These are fantastic shots, I forgot how beautiful brickworks is. I haven't been inside since the summer. I thought there was alot of construction and new developments in the surrounding areas and that would make it harder to get in?


----------



## Becky (Feb 1, 2008)

Stunning... :hail:


----------



## Rabieshund (Feb 1, 2008)

Nice shots! But I can't stop thinking about how the frames are ruining all of the shots (which are great). White border with drop shadow? Black border with no shadow would make these shot much more impressive IMO... NEVER EVER use drop shadow on borders, please..  It looks so unprofessional. Good job on the photography though.


----------



## Chiller (Feb 1, 2008)

brandnewmars said:


> These are fantastic shots, I forgot how beautiful brickworks is. I haven't been inside since the summer. I thought there was alot of construction and new developments in the surrounding areas and that would make it harder to get in?


 

Yeah..you can get in, but there is some asbestos removal goin on in one part of the building. I checked out that part, but there was nothing to see there except a bunch of ruins. 

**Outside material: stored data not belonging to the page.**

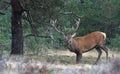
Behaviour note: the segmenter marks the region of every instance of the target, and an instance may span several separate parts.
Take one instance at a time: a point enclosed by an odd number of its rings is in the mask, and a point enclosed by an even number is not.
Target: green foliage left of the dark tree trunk
[[[6,12],[6,15],[0,15],[0,45],[3,46],[3,49],[10,50],[11,25],[9,11]]]

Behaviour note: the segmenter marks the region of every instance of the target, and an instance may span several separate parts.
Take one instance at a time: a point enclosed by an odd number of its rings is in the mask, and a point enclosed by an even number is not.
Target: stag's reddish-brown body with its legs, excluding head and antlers
[[[76,62],[79,63],[82,58],[82,53],[96,48],[98,52],[96,64],[100,59],[102,50],[106,52],[106,58],[108,59],[108,49],[104,46],[105,39],[106,34],[104,32],[95,31],[85,36],[72,39],[72,43],[68,43],[70,46],[69,50],[76,53]]]

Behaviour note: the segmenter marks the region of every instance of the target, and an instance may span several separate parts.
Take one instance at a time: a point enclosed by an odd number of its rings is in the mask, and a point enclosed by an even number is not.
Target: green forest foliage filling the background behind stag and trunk
[[[76,27],[75,20],[77,18],[81,19],[77,36],[83,36],[90,32],[100,30],[107,34],[108,44],[112,47],[119,47],[119,0],[84,0],[82,4],[79,0],[19,1],[26,10],[29,10],[35,30],[39,34],[35,41],[35,37],[31,35],[32,32],[28,19],[24,18],[25,50],[38,51],[42,48],[64,48],[64,37],[55,31],[49,21],[51,19],[57,19],[56,24],[60,26],[60,29],[66,33],[70,33],[72,27]],[[4,6],[4,4],[0,5],[0,11]],[[9,50],[11,48],[10,10],[9,8],[5,12],[5,15],[0,15],[0,44],[5,45],[5,48]],[[26,17],[26,13],[23,16]]]

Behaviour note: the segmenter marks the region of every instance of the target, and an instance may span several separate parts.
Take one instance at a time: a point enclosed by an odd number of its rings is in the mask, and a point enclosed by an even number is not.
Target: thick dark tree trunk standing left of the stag
[[[22,28],[22,13],[23,8],[19,0],[11,0],[12,16],[11,16],[11,30],[12,30],[12,45],[11,54],[23,54],[23,28]]]

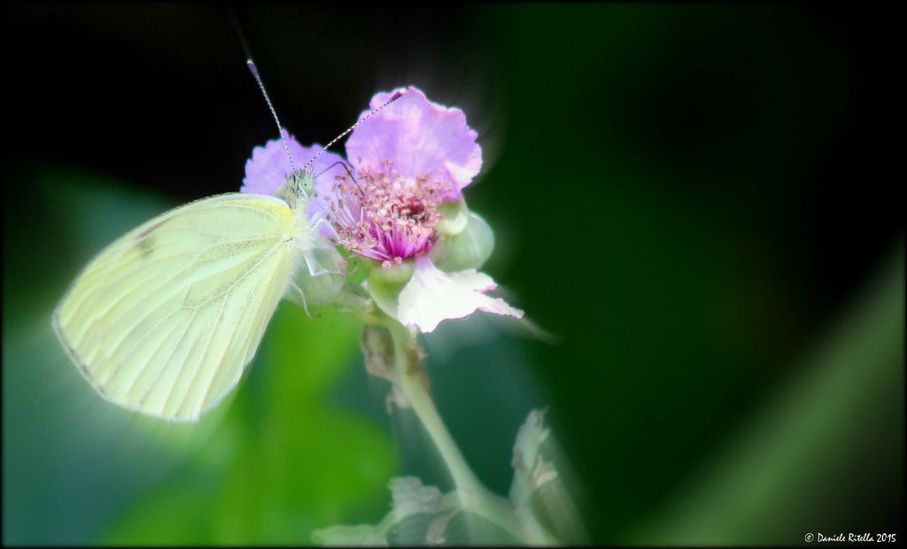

thanks again for your comments. 

Rabishund...Im not a professional.. I only do this for fun and have no intention of being a photographer.


----------



## Turn (Feb 2, 2008)

brilliant.


----------



## Chiller (Feb 2, 2008)

Thanks again for your comments .  I appreciate it. 





just x joey said:


> are those light beams fake?


 
Nah, they are real.  Lots of dust, and the sun through the holes.  There are tons more but I had a hard time with exposures in those areas.


----------